PEN American Center welcomes with cautious optimism today (16 December 2013) a ruling that NSA telephone metadata collection is “likely to be unconstitutional,” made by U.S. District Court Judge Richard Leon in the case of legal activist Larry Klayman. Judge Leon issued the first injunction against NSA surveillance, barring further collection of metadata pertaining to the Verizon accounts of Klayman and one of his clients, Politico reported today. Judge Leon stayed his injunction pending appeal.
“Judge Leon’s decision today marks a milestone in the fight against unchecked government surveillance, a fight PEN has waged for years,” said Suzanne Nossel, executive director of PEN American Center. “Writers, journalists, human rights workers, and Americans from all walks of life have long feared that the government was watching over their shoulders, but previous court rulings have denied their challenges to these infringements. Judge Leon’s decision today gives us hope that that courts will do their job of restoring respect for personal privacy, protection of creative freedom, and reestablishment of trust in the role of government.
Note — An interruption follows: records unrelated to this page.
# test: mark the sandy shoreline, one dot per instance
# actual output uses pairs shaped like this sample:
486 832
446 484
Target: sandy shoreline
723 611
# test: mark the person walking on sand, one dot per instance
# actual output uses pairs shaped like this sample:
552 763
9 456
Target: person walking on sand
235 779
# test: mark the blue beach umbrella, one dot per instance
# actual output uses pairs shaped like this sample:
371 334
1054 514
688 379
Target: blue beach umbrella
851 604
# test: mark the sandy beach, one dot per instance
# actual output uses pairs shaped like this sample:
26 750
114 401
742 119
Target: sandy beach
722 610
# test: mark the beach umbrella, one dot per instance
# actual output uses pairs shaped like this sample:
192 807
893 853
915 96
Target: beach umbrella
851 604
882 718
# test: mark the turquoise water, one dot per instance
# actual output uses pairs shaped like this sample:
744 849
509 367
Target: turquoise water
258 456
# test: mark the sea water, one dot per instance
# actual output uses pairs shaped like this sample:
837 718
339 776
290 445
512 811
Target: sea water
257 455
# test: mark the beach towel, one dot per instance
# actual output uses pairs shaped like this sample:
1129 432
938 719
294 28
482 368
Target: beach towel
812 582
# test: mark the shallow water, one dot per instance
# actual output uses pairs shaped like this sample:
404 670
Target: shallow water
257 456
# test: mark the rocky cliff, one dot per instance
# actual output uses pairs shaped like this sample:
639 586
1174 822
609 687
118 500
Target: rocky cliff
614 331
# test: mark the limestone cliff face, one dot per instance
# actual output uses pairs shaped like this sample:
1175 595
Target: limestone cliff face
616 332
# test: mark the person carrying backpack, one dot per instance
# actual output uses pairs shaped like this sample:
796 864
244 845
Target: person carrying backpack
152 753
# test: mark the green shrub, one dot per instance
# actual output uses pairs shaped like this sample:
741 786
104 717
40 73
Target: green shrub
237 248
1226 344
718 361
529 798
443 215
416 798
We urge the courts to uphold future challenges to unjustified bulk surveillance.”
PEN American Center deeply opposes unchecked surveillance, not only as an infringement on Fourth Amendment protections against unreasonable search and seizure, but also as a direct attack on free speech and creativity as guaranteed by the First Amendment. A November 2013 report entitled Chilling Effects: NSA Surveillance Drives U.S. Writers to Self-Censor by PEN demonstrates that nearly one-in-four American writers has engaged in self-censorship motivated by concerns over NSA surveillance. PEN’s 2012 Declaration on Digital Freedom, approved by 20,000 of the world’s best writers, sets out a bill of rights to protect writers and all creators from intrusions on their freedom in the digital age.